About one-third of the world's population has latent TB, which means people have been infected by TB bacteria but are not (yet) ill with the disease and cannot transmit the disease.
People infected with TB bacteria have a 10% lifetime risk of falling ill with TB. However, persons with compromised immune systems, such as people living with HIV, malnutrition or diabetes, or people who use tobacco, have a much higher risk of falling ill.
When a person develops active TB disease, the symptoms (such as cough, fever, night sweats, or weight loss) may be mild for many months. This can lead to delays in seeking care, and results in transmission of the bacteria to others.
People with active TB can infect 10–15 other people through close contact over the course of a year. Without proper treatment, 45% of HIV-negative people with TB on average and nearly all HIV-positive people with TB will die.

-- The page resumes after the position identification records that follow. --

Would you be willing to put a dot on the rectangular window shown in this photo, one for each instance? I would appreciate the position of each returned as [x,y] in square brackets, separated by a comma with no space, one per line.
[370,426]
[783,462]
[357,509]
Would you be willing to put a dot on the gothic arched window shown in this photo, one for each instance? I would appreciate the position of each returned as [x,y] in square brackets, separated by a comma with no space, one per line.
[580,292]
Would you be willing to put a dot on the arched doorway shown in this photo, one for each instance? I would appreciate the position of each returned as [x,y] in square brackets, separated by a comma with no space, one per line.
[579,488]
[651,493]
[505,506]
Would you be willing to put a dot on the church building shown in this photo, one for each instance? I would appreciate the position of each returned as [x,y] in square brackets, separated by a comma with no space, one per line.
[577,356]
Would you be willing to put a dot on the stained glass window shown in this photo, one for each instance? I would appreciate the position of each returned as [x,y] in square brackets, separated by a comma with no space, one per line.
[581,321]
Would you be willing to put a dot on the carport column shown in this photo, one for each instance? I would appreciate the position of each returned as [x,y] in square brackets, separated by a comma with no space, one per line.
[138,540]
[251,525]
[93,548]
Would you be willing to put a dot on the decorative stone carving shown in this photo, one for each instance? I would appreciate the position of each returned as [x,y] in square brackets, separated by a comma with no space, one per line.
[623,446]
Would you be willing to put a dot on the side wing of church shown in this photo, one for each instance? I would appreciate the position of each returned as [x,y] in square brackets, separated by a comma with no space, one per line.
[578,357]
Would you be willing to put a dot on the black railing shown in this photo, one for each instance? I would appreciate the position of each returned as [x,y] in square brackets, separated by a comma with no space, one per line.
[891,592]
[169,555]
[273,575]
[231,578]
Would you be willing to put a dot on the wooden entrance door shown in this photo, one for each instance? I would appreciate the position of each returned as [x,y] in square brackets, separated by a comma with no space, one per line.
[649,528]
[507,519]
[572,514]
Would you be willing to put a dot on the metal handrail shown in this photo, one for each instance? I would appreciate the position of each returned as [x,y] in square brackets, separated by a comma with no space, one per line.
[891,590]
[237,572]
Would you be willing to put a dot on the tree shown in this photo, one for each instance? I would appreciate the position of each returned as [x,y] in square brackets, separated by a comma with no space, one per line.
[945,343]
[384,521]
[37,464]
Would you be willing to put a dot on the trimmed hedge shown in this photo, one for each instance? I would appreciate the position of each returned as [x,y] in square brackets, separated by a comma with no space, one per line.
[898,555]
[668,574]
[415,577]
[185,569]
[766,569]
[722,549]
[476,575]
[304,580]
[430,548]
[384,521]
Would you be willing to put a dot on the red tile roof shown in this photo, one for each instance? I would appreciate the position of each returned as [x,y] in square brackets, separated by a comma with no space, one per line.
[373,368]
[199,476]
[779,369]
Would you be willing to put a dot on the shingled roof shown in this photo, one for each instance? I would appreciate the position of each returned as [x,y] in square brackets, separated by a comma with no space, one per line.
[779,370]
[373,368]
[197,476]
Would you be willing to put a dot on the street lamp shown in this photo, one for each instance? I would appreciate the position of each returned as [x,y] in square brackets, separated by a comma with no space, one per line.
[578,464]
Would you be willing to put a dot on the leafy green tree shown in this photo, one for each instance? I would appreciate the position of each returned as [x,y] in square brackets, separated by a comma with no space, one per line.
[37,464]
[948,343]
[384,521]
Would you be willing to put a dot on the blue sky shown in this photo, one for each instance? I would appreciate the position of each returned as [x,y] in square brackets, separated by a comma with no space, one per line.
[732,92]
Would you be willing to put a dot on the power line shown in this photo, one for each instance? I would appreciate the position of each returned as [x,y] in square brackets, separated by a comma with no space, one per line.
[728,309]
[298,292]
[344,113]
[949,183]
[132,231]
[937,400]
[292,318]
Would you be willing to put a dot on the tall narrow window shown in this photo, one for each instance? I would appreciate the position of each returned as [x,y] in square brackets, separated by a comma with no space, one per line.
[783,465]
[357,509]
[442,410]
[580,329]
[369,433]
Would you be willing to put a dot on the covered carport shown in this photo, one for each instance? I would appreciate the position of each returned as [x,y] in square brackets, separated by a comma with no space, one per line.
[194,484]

In the Region of the Americas, in 2015: 268,500 people became sick with tuberculosis; 24,400 people died due to TB including TB/HIV; 31,700 people acquired TB/HIV; and 50,000 people that had TB were not diagnosed.
Six countries account for 60% of the total, with India leading the count, followed by Indonesia, China, Nigeria, Pakistan and South Africa.
Collective Prevention Services (CPS), a department within the Ministry of Public Health, Social Development and Labour, said on Friday that Sint Maarten does not have any cases of TB, and maintains a level of alertness to make sure if a case is identified that it is treated immediately.
TB, the world’s top infectious disease killer, claims 5 000 lives each day, according to PAHO. The heaviest burden is carried by communities which already face socio-economic challenges: migrants, refugees, prisoners, ethnic minorities, miners and others working and living in risk-prone settings, and marginalized women, children and older people.
CPS fully supports efforts by governments, communities, civil society and the private sector around the world, to unite to end this disease through a collective effort and collaboration.
Poverty, malnutrition, poor housing and sanitation, compounded by other risk factors such as HIV, tobacco, alcohol use and diabetes, can put people at heightened risk of TB and make it harder for them to access care.
More than a third (4.3 million) of people with TB go undiagnosed or unreported, some receive no care at all and others access care of questionable quality.
World TB Day is an opportunity to mobilize political and social commitment for further progress in efforts to end TB. This year, World TB Day signals new momentum at the highest levels with the announcement of the first ever Global Ministerial Conference on Ending TB, which will be held in Moscow in November 2017.
The Conference will inform the United Nations General Assembly high-level meeting on TB which will be held in 2018.